Paper EM+NC-WeA11
Spin Polarized Electron Tunneling Through Conjugated Molecules

Wednesday, October 22, 2008, 5:00 pm, Room 210

Electron tunneling across organic/inorganic interfaces is important to the performance of organic based electronic devices, such as organic light emitting diodes and organic field effect transistors. However, spin dependent electron tunneling across organic/inorganic interfaces is not well understood.¹ In this presentation we will demonstrate the injection, transport, and detection of a spin-polarized current through pi-conjugated molecules.

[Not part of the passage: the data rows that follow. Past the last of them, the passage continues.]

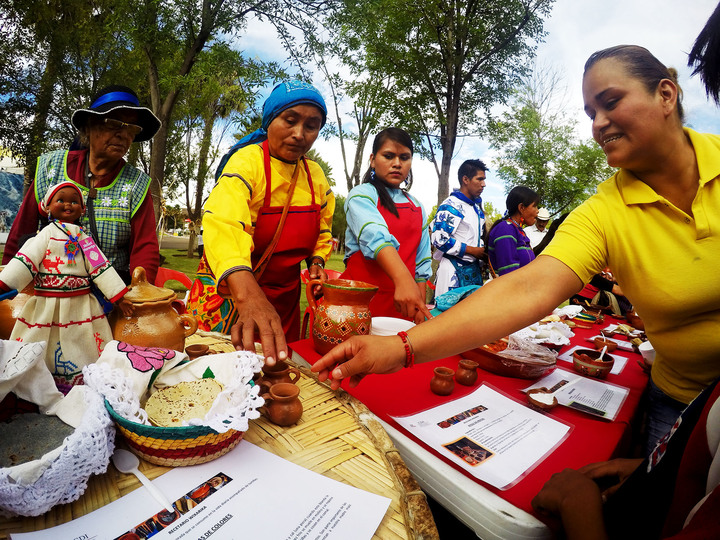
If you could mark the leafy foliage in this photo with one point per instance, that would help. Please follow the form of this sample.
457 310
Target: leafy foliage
539 148
446 62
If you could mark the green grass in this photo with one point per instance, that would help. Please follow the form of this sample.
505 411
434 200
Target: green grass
176 259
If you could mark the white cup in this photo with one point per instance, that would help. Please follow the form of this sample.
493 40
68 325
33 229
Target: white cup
648 352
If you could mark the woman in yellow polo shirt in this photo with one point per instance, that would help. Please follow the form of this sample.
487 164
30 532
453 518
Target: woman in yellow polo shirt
653 223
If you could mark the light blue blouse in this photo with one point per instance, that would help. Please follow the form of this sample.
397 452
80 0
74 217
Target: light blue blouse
367 231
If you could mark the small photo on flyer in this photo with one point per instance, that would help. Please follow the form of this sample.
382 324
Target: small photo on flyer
469 451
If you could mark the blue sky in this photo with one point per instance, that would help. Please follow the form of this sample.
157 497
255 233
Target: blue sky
576 28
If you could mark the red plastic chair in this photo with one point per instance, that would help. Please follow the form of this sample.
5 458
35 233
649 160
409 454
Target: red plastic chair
307 316
168 274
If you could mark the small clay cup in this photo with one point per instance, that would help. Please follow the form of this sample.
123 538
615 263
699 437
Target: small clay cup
197 350
442 383
602 342
466 373
586 361
283 406
281 372
535 399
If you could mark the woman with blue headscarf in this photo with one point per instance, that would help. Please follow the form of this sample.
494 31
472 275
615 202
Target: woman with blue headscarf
271 209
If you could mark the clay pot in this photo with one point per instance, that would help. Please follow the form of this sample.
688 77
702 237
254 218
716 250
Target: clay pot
10 309
601 342
343 312
197 350
281 372
442 383
283 406
466 373
154 322
586 361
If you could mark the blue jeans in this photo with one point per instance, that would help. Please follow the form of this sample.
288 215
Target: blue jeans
661 415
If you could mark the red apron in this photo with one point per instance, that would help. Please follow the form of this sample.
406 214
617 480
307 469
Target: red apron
281 279
407 230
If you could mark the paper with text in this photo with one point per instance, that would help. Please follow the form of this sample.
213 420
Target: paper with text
488 434
586 394
250 493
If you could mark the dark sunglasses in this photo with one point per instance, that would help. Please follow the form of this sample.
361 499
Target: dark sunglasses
116 125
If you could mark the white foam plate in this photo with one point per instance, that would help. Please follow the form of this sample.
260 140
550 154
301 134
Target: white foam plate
389 326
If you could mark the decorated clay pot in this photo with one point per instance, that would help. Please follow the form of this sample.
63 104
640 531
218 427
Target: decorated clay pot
466 373
442 382
587 362
283 405
602 342
343 312
154 322
10 309
281 372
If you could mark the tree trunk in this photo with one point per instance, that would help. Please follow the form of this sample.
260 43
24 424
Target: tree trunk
42 109
157 166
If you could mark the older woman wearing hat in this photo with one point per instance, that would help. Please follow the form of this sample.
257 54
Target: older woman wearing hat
271 209
120 214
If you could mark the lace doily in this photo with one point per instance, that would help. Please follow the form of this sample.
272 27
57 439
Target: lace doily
66 471
233 408
524 350
554 333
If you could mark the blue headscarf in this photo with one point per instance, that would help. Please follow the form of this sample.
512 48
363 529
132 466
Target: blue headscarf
285 95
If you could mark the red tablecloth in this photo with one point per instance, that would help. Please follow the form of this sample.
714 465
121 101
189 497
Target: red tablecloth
591 439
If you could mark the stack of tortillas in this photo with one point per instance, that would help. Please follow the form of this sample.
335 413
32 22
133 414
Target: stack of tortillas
170 406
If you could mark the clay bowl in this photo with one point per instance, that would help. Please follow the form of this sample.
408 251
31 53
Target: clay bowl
586 361
600 343
537 399
487 359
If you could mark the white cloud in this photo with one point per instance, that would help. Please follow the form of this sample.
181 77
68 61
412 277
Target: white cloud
576 28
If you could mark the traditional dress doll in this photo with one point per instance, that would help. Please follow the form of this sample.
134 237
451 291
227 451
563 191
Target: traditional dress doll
64 261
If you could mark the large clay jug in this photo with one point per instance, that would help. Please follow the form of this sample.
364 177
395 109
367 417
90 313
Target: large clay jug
343 312
10 309
154 322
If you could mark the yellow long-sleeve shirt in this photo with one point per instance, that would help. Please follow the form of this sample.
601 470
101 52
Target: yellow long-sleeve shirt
231 211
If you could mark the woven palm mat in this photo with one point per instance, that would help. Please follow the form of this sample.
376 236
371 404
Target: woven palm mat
337 436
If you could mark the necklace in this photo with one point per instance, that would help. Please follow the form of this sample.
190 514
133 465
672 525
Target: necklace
89 178
72 245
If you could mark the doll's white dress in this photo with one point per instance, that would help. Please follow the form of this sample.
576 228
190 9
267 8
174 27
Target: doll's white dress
64 313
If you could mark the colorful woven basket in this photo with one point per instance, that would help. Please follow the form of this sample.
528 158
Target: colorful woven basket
175 446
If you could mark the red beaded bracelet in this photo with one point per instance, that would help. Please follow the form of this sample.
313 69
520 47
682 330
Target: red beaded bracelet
409 351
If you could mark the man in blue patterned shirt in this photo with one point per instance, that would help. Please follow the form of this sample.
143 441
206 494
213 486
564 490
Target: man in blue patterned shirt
457 231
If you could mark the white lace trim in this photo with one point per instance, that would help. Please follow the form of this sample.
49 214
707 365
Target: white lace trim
63 477
554 333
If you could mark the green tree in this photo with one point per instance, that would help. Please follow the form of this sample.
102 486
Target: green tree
448 59
172 34
339 221
492 214
538 146
366 92
220 95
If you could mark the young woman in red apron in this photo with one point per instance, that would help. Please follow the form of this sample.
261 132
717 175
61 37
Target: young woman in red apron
253 250
393 269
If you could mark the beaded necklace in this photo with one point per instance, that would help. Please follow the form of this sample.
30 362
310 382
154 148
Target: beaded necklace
72 244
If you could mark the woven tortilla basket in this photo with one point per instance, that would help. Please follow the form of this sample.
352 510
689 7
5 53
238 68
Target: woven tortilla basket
175 446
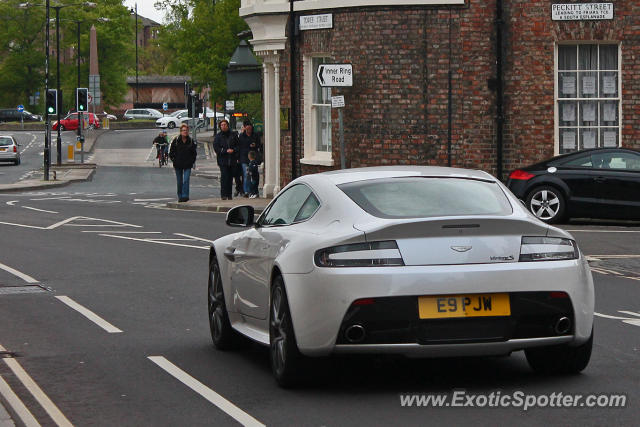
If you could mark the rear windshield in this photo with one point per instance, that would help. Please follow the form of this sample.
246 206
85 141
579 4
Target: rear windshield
419 197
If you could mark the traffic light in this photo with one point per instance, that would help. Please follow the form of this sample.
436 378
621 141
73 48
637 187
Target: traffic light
52 102
82 99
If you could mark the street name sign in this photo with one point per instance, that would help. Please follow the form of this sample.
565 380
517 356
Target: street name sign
316 22
337 101
335 75
581 11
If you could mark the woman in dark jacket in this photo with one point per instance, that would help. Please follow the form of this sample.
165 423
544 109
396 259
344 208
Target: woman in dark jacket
226 147
183 155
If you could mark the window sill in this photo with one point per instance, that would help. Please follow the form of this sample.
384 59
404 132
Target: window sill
318 160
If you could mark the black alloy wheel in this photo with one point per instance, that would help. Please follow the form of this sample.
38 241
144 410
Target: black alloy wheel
547 204
221 331
286 359
560 359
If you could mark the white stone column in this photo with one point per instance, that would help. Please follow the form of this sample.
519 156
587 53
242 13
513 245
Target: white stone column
276 122
270 152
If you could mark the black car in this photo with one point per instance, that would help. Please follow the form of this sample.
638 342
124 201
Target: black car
595 183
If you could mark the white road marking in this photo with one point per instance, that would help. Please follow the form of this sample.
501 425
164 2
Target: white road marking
122 232
193 237
607 316
16 404
46 403
155 241
631 313
53 198
19 274
89 315
39 210
204 391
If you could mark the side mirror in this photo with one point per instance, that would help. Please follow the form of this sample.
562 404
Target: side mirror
240 216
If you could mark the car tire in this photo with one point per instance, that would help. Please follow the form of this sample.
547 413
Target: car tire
222 333
547 204
286 360
560 359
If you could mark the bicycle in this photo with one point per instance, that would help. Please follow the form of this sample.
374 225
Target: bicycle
162 155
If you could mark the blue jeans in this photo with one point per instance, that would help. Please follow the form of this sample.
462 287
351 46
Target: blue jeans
182 178
246 179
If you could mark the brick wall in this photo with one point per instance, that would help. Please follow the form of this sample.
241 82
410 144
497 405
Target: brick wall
397 110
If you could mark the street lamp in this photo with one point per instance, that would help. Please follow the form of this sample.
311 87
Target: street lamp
135 11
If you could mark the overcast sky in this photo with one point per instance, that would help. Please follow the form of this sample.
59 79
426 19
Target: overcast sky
146 9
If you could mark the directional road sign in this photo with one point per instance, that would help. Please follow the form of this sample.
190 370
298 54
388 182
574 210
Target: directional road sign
333 75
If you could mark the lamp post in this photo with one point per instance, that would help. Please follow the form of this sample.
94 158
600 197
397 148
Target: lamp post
135 12
47 138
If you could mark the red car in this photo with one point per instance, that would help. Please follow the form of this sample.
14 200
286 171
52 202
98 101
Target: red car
71 122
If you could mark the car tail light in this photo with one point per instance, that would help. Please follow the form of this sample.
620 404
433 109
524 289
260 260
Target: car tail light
369 254
548 249
520 174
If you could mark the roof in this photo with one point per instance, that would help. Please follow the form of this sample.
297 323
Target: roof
131 80
360 174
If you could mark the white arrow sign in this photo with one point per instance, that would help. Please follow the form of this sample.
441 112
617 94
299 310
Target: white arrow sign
334 75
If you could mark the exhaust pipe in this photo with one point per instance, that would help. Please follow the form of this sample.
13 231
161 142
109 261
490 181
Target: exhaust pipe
563 325
355 334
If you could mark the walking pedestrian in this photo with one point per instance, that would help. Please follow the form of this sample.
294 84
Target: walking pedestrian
183 155
248 141
225 146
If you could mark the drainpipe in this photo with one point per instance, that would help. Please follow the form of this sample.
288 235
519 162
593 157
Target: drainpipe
499 87
292 91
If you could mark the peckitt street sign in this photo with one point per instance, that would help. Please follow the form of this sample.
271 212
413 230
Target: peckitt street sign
335 75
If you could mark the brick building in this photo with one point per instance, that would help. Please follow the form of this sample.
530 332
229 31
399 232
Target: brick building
486 84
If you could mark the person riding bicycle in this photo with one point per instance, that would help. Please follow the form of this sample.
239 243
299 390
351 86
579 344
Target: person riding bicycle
161 142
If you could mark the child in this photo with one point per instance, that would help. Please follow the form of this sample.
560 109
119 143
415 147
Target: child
254 175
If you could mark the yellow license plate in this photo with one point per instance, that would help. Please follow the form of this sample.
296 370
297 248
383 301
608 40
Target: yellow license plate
472 305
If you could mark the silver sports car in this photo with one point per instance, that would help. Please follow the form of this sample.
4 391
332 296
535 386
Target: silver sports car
420 261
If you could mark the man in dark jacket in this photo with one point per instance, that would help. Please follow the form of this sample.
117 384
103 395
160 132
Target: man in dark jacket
248 141
225 145
183 155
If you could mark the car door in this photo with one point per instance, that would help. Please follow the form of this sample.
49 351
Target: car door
261 245
577 173
617 183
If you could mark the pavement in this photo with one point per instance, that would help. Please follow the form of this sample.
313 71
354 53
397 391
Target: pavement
206 167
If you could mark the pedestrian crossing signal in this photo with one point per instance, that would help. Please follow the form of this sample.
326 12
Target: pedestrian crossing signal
82 99
52 102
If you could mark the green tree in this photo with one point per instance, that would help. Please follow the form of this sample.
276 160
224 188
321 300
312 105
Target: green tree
21 54
202 34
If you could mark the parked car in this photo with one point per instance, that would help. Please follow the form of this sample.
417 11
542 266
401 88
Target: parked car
594 183
13 115
173 120
420 261
70 122
9 151
142 113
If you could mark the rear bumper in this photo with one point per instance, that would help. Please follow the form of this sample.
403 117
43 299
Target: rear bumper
451 350
320 300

Specifically we highlight the results for tetraphenyl porphyrin (TPP), but the results are similar for other conjugated organic semiconductors.² Tunnel junctions were made by depositing TPP between La_0.7Sr_0.3MnO₃ (LSMO) and Co electrodes. At cryogenic temperatures the devices show a negative magnetoresistance of 15-25%. A tunneling model that explains the temperature, bias voltage and sign of the magnetoresistance will be presented. In addition, we have directly measured the spin polarization (~37%) for electrons tunneling from Co through TPP monolayers using superconductor Al films as the spin detector. Collectively these results clearly demonstrate that spin polarized electrons tunnel through conjugated organic semiconductors with negligible spin-flipping and suggest that such molecules may find use in spintronic applications. For comparison, we will also present recent results utilizing halogen-substituted benzoic acid self-assembled monolayers as a “model” system. In this case, the presence or abscence of spin-flip scattering during tunneling is highly dependent on the choice of the halogen substituent.

¹T. S. Santos, J. S. Lee, P. Migdal, I. C. Lekshmi, B. Satpati, and J. S. Moodera, Physical Review Letters 98, 016601 (2007).
²W. Xu, G. J. Szulczewski, P. LeClair, I. Navarrete, R. Schad, G. Miao, H. Guo, and A. Gupta, Applied Physics Letters 90,072506 (2007).